Hath barked a single laugh and finally looked away. There were lots of ways an orc could show disrespect, such as a flat gaze-matching stare to a rival. A long lingering glance to decide that nothing had shrunk at all was perfectly acceptable. Unless she wanted to strike him for it.

"I will wait for you," he told her. It seemed the easiest thing to do. Except that he wasn't waiting on his own.

After a few hours, it found its voice again.

Let me in.

"No," Hath said, before deciding that talking to it wasn't going to help.

Retake your tribe. Take her. Take anything you want. The strength to do it is here.

"You beg because this is the end."

Hath clenched his eyes shut. One arm trembled. The arm that felt the corruption spreading from his shoulder. The other clenched tightly around the ward.

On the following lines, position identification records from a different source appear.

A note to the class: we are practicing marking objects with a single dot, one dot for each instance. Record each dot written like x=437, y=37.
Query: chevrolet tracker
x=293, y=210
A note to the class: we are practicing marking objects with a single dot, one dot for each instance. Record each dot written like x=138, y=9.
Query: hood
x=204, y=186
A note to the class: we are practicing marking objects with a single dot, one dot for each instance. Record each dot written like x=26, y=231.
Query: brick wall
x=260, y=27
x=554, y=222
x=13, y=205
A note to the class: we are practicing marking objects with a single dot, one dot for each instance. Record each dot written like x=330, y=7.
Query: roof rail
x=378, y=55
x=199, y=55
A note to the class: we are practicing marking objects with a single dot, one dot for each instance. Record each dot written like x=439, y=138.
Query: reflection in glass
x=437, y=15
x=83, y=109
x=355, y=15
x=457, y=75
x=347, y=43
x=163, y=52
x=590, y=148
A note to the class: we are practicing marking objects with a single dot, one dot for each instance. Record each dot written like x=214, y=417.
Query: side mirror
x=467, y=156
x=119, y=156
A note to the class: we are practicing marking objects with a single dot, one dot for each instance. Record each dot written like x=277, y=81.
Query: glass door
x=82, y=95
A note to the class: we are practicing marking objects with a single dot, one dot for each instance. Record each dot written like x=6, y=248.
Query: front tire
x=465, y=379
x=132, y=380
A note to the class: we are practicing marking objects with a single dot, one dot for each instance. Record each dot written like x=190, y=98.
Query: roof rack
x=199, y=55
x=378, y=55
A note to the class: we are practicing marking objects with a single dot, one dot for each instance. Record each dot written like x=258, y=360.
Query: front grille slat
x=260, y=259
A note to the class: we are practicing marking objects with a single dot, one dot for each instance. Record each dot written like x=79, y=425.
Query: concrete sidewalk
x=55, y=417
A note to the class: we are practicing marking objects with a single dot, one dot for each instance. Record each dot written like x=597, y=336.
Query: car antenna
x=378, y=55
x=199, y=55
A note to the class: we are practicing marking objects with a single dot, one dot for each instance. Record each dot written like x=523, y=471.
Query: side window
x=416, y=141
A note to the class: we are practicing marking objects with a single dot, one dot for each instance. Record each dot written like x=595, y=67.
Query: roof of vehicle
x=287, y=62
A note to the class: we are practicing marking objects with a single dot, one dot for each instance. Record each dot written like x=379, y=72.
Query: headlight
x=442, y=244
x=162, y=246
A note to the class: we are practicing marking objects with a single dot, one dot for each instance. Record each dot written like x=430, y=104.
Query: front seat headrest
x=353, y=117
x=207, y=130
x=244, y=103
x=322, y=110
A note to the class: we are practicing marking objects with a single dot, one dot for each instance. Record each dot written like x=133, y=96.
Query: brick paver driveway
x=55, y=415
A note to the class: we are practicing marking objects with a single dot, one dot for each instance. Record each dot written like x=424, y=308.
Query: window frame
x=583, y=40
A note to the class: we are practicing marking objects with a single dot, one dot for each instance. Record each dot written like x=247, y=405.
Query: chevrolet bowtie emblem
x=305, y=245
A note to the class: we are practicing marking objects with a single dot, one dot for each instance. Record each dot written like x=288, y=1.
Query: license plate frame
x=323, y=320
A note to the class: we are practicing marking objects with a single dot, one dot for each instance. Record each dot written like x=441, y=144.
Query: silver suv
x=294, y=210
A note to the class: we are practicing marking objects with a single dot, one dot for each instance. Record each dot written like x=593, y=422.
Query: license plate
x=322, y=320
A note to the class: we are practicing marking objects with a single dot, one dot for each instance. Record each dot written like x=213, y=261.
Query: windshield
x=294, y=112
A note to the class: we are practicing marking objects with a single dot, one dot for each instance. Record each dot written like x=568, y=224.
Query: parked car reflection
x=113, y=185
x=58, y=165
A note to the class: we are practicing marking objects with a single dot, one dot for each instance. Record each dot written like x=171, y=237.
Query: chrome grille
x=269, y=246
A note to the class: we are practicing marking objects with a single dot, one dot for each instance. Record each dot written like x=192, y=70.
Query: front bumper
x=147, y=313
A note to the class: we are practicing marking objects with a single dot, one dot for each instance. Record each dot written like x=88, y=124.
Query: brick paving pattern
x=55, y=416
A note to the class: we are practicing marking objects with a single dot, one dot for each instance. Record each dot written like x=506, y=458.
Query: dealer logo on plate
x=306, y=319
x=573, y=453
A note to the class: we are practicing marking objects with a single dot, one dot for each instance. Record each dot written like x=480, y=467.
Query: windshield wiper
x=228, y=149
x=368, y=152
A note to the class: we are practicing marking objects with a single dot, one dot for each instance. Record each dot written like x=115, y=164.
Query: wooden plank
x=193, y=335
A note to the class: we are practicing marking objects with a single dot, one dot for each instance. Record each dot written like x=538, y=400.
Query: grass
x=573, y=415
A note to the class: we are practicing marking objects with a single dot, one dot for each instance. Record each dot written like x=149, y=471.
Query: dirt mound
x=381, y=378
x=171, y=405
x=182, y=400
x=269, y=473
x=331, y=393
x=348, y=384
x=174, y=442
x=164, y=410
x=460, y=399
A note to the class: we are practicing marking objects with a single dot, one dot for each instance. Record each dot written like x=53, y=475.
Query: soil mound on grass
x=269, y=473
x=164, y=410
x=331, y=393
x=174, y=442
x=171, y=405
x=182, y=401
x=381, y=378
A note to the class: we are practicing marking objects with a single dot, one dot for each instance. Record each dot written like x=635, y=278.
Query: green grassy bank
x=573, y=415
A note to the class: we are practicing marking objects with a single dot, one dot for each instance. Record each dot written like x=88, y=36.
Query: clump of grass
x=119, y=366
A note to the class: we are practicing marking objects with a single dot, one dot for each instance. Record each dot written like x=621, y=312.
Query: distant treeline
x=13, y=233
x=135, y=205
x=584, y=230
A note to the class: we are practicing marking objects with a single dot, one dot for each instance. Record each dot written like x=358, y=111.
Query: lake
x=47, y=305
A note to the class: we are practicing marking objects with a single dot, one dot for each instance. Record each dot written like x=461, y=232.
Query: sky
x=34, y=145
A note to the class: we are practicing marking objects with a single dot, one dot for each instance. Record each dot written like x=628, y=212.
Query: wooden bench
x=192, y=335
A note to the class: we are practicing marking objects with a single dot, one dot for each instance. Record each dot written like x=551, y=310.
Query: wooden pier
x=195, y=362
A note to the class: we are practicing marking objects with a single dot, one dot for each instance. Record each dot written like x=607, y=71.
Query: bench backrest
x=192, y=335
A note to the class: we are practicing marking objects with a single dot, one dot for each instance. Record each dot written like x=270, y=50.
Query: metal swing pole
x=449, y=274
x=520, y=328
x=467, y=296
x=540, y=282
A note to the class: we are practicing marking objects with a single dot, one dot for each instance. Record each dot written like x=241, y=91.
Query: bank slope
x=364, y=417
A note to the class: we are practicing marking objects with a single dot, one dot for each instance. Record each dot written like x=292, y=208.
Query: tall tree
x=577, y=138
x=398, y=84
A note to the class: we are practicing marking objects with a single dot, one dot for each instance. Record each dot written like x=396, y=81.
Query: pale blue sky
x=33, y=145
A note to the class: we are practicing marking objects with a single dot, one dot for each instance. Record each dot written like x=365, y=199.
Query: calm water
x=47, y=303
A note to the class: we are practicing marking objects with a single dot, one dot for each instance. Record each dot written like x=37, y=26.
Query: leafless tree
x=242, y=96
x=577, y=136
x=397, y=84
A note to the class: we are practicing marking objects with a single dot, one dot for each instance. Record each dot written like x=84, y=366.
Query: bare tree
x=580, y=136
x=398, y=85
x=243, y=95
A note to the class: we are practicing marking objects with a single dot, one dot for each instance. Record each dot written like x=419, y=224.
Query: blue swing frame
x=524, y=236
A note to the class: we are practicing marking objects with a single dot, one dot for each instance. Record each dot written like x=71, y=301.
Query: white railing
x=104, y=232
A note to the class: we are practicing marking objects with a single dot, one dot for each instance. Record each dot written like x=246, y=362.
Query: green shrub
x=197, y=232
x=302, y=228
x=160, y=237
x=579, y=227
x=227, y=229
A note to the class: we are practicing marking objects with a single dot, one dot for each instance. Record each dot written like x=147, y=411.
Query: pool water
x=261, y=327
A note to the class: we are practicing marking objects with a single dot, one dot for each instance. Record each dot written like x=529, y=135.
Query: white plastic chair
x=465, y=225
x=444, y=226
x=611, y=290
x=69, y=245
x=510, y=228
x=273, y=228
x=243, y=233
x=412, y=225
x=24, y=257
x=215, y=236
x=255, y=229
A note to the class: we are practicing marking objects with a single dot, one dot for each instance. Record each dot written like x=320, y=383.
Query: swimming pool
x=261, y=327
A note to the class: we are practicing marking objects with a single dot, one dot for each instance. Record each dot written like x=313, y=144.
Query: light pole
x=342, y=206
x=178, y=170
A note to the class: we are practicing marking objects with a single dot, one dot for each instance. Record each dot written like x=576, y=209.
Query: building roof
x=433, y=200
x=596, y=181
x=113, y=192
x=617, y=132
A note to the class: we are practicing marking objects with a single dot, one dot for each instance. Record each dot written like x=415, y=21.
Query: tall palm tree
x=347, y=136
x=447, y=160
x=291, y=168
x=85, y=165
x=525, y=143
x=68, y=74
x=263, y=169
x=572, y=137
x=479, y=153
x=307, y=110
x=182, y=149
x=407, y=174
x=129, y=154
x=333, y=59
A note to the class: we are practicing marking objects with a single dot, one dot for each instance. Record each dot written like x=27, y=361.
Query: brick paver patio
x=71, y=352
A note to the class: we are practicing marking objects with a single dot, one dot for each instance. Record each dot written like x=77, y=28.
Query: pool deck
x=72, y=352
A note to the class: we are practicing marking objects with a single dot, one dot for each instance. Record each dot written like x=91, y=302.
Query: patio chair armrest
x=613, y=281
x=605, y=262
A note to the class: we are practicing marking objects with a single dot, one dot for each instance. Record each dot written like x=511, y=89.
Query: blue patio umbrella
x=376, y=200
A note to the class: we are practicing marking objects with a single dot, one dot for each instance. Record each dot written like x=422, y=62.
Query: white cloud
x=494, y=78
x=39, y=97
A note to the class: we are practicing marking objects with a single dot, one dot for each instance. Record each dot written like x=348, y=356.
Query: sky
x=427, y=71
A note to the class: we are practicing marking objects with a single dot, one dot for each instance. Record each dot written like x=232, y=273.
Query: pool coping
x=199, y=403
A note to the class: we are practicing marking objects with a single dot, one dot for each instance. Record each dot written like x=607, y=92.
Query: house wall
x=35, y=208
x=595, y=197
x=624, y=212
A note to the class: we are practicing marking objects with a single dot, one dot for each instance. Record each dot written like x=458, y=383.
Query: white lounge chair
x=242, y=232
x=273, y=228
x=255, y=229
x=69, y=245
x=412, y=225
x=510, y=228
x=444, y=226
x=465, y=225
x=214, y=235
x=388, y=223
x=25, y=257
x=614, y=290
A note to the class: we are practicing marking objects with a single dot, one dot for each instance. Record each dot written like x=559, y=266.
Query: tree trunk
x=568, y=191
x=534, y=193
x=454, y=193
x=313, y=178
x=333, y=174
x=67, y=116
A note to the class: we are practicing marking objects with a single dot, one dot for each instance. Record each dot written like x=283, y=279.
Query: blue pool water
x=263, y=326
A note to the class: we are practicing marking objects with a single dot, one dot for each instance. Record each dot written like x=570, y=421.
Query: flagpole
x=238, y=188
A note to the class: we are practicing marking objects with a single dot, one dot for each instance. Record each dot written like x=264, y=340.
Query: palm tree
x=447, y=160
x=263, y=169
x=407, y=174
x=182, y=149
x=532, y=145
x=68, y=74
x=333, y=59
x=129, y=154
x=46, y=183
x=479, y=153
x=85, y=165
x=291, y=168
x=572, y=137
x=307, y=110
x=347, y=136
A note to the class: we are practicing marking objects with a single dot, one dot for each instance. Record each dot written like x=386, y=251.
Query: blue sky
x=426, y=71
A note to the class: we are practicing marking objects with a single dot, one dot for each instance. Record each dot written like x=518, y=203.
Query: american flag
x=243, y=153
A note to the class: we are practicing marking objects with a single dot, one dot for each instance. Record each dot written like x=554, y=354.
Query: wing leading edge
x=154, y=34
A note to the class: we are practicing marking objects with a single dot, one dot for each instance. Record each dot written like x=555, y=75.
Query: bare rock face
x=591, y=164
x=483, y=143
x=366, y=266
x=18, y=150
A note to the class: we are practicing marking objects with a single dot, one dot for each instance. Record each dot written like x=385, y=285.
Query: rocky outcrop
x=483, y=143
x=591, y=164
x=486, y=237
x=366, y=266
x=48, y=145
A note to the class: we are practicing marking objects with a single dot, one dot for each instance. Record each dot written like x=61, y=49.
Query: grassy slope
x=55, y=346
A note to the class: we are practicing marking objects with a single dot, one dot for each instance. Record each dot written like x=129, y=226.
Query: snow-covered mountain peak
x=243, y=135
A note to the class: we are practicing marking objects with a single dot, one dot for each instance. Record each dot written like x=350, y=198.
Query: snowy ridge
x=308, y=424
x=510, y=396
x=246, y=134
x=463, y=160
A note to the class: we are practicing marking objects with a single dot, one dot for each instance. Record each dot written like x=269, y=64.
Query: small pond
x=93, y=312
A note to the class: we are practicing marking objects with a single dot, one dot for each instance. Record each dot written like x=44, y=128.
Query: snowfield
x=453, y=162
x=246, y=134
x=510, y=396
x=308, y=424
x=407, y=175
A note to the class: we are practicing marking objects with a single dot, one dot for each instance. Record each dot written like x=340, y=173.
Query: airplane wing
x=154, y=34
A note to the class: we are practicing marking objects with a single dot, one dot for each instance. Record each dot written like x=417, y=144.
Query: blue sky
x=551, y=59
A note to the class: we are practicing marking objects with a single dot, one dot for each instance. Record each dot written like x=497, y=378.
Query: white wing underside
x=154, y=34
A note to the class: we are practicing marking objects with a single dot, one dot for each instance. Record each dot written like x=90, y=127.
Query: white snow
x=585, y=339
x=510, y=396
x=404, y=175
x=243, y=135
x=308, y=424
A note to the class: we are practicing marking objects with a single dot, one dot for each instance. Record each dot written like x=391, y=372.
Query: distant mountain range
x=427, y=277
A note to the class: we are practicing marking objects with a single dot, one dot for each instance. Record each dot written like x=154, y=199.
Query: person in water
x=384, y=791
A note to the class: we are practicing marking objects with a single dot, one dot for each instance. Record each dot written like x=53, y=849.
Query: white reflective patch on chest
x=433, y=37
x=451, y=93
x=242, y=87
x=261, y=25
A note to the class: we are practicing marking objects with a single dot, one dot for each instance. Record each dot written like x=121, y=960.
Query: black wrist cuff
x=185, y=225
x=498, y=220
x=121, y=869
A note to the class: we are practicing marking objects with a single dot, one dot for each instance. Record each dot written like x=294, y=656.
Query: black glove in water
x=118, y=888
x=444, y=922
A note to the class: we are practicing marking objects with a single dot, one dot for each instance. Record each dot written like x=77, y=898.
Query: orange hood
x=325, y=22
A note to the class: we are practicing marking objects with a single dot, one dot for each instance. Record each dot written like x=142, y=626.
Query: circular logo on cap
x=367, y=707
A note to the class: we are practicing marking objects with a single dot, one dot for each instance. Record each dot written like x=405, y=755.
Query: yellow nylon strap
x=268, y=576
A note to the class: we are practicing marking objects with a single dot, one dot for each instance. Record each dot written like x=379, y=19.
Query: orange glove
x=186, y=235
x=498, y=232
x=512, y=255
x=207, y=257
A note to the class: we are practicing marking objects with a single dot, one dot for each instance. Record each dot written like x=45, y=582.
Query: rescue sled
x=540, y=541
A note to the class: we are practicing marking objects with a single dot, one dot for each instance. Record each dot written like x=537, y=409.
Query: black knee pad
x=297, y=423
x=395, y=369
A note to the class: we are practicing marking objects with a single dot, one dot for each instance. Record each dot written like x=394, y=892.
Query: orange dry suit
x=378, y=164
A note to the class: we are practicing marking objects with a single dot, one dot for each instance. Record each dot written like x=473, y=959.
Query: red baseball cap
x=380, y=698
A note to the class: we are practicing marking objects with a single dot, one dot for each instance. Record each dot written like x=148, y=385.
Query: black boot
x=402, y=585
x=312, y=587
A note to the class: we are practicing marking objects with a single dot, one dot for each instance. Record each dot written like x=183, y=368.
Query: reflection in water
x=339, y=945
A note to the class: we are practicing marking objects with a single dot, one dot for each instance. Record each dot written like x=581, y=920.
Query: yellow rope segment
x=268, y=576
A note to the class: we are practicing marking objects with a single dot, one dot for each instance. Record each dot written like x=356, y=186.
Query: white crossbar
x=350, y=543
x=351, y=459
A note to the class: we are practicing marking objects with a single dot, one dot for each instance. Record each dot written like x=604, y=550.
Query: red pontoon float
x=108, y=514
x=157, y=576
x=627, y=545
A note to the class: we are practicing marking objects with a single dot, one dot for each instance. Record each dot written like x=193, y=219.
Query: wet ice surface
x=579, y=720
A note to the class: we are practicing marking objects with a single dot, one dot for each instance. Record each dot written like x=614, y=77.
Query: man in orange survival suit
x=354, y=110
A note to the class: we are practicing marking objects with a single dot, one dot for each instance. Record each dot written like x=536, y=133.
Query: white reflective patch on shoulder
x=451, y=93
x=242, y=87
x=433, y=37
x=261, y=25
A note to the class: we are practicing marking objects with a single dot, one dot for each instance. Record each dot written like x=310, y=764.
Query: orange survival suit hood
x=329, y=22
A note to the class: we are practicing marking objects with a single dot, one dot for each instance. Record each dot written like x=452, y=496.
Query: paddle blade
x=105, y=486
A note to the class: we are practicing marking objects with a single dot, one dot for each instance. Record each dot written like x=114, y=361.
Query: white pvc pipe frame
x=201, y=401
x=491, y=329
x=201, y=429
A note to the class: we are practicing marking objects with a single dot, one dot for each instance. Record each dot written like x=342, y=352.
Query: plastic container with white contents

Pern - and anyone she brought - would find him like that.
 
"Hath?"

The village was a bit more spread out than she'd imagined. Dawnbringer had set them down on the very outskirts of the Shire, leaving Pern to walk a good half an hour before she saw hide or hair of another living creature. Took some doing to find someone to help her - the halflings here apparently were quite shy of outsiders. Many had hidden away at the first inkling of a stranger in their midst, but a young fellow had boldly made himself available to approach if for no other reason than to show off to his lady friend tucked away behind the pepper plants in her garden.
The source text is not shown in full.